= Total absorption costing =

Total absorption costing (TAC) is a method of cost accounting which takes account of the full cost of manufacturing a product or providing a service. TAC includes not just the costs of materials and labour, but also of all manufacturing overheads (whether "fixed" or "variable"). Areas of cost may be described as either "direct" or "indirect": direct costs can be easily identified with individual cost centers, whereas indirect costs cannot be easily identified with the cost center. The distribution of overheads between cost centers is called "apportionment". Absorption costing includes all manufacturing costs (direct materials, direct labour, and overheads) in unit product costs. According to the ICMA London, "absorption costing is a principle whereby fixed as well as variable costs are allocated to cost unit the term may be applied where production costs only or costs of all function are so allocated".

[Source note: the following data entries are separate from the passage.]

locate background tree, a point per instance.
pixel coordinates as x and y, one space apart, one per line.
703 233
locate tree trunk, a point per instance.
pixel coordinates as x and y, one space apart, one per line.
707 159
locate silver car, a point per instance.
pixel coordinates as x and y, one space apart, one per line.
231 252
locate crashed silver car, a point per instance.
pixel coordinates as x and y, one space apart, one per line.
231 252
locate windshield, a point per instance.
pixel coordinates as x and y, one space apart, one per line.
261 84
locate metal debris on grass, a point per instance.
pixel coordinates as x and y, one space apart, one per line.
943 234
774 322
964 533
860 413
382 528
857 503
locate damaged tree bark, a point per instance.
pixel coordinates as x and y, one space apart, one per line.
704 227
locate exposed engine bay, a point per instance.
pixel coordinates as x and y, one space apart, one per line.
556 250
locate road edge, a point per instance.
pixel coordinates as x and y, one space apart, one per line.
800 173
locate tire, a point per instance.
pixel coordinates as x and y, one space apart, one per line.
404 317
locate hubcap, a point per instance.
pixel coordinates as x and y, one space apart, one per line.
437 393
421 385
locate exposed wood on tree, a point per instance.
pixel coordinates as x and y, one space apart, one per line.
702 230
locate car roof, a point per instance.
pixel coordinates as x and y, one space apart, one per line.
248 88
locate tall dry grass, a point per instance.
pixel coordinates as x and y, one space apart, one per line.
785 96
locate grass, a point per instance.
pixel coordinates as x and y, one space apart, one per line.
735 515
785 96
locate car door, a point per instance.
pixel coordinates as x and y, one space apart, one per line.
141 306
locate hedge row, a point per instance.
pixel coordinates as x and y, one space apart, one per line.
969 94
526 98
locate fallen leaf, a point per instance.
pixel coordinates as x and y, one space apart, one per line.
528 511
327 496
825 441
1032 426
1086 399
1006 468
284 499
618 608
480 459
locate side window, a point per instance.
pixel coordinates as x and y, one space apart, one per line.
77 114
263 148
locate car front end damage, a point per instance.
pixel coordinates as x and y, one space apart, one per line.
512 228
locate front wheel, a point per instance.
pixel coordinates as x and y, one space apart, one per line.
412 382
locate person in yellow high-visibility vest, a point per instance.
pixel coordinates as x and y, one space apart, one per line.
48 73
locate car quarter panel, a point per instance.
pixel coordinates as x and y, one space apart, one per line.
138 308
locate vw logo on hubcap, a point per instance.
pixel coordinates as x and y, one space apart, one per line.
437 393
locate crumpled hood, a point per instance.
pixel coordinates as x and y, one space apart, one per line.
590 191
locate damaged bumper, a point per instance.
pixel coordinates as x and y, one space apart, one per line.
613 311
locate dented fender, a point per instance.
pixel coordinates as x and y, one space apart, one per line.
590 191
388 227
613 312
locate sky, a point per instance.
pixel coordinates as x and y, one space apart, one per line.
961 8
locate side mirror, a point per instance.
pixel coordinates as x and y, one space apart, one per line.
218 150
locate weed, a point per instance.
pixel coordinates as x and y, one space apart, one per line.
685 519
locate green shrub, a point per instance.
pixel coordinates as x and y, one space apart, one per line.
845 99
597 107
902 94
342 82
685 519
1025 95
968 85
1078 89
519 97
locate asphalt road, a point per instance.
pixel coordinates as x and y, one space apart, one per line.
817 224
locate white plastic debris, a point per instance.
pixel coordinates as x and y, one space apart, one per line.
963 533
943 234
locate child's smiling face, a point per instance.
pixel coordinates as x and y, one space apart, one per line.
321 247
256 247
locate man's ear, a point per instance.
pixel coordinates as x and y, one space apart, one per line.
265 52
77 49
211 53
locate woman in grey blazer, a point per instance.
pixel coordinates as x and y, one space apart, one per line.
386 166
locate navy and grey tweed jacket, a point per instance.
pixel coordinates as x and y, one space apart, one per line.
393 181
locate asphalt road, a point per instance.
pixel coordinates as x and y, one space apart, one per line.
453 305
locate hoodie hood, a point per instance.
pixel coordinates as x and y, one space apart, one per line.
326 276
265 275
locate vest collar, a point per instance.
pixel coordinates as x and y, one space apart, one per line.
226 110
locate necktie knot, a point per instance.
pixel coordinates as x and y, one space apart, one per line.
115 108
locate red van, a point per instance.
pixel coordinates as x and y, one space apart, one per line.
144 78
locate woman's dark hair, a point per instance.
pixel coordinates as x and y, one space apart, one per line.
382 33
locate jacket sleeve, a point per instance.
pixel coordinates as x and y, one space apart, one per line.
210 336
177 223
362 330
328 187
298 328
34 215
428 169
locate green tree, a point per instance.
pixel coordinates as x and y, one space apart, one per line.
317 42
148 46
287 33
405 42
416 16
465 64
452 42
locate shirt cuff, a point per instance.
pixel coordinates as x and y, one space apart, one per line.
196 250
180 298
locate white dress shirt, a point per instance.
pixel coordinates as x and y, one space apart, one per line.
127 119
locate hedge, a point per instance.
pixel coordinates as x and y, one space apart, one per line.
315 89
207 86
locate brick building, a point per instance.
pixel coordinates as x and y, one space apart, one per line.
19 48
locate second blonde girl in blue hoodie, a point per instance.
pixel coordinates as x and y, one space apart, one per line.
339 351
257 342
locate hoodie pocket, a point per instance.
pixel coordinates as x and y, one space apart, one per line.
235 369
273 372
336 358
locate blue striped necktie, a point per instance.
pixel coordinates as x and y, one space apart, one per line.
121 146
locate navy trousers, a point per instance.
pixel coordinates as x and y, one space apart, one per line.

Absorption costing and marginal costing are two key costing methods which are often compared. The Association of Chartered Certified Accountants (ACCA) notes that "both methods have their advantages and limitations, and choosing the appropriate one depends on the business context and objectives".

==Primary apportionment or distribution of overheads==
The selection of the base on which overheads are or should be apportioned depends on the following principles:
- Service or use basis: If the benefit obtained by various departments from the overheads can be measured, overheads can be apportioned on that basis.
- Survey basis: If amount of overhead cannot be measured then survey basis can be applied. For example, if it can be noted that a supervisor is giving 60% of their time to one department and 40% to another, their wage can be apportioned on that basis.
- Ability to pay basis: In this case the apportionment may depend on the factors like total sale/profitability. This may not always be a fair case, as some departments may have to take most of the burden.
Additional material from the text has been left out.